Looking For the Best Value in Kid's Sports
When I was a kid I was signed up for so many different activities it's a wonder my homework ever got done. Whether it was making sure I wasn't "up to no good" or just a way of exhausting me so I was out of their hair at a reasonable hour, my parents were diligent in introducing me to sports and activities from a young age.
I want my kids to benefit from organized physical activity and the camaraderie that comes with being on a team or pursuing a sport. I am all-too-aware though that organized games for Johnny means less cash for Mommy so it is with this thought in mind I go searching for the best value in kids' sports.
It's our national obsession and an integral part of the Canadian mythology but it's more expensive than heating your house in winter.
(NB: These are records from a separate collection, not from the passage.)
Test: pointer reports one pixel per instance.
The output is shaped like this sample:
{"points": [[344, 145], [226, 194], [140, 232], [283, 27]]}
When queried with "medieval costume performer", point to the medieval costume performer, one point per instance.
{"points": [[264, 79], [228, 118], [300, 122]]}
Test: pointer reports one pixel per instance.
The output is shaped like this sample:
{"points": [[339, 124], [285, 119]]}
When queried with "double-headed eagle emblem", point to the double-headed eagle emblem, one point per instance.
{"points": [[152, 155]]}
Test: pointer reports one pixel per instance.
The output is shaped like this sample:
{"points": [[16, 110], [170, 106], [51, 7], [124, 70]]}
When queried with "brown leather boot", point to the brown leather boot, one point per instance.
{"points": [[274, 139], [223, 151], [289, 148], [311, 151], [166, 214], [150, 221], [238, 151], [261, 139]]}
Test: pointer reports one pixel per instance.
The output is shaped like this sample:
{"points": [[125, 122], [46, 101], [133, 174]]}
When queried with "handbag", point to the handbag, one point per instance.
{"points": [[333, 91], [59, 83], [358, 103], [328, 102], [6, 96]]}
Don't get me wrong, I love hockey and I know many of my kids' friends will play at least house league at some point in the next few years but with registration costs close to $500 a season and new equipment costing upwards of $1000, it's hard to argue that you'll get your money's worth. Plus, because it's a shift sport, they'll only see 15 minutes of the game a week. If they show a real interest in playing in a league I will oblige but until then I will be re-reading the kid's classic The Hockey Sweater to them, emphasizing the glory of the outdoor pond.
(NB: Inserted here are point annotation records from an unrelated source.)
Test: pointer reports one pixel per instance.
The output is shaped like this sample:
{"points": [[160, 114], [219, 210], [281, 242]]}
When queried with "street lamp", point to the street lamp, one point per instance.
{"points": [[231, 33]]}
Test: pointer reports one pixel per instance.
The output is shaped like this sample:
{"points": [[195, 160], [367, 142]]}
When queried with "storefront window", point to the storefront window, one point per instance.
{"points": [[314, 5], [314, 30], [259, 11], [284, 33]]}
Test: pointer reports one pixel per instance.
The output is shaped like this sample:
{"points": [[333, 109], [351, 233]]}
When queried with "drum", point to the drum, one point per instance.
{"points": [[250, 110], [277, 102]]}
Value: Not greatMartial arts
Team sports are great for developing social skills but individual disciplines teach kids that they can take on a challenge and complete it on their own. Karate, Tae Kwon Do and other martial arts build self reliance and problem solving and will do wonders for your child's confidence. Good classes aren't cheap though, running $700-$1000 per year.
Value: Not bad
It's darling to see your little girl in a tutu and point shoes but ballet is another activity that can teach both girls and boys self-discipline and control. Ballet's also terrific for building up strength and agility. Classes can range from about $200 for 15 weeks if you choose a smaller studio to around $600 for 30 weeks if you choose a nationally renowned dance school.
Value: Pretty good
I'm willing to bet that soccer claims the title of "national sport" before my days are done. Participation is huge and the risk of concussion and other serious injury seems pretty low, plus it improves basic coordination and builds teamwork skills.
If your kid's any good, for about $300 a season (a little less for winter indoor leagues), they get to run around for 90 minutes a game and dream of making millions in La Liga. If not, they'll learn the finer points of cutting oranges for the halftime snack.
Value: Pretty great
In terms of teaching kids team skills and building up strength and speed it's hard to beat rugby. What, to the outsider's eye may appear to be a mass of bodies pushing and hacking at each other is actually a pretty intricate display. There's a position on the team for every body type and, unlike football, the risk of serious injury is pretty low. Plus, younger kids play a non-contact "flag" version of the game until they're a little older. While it's a seasonal sport (North American season runs May-September, typically) at about $200 for junior registration, which includes two practices and one game every week, the price is right.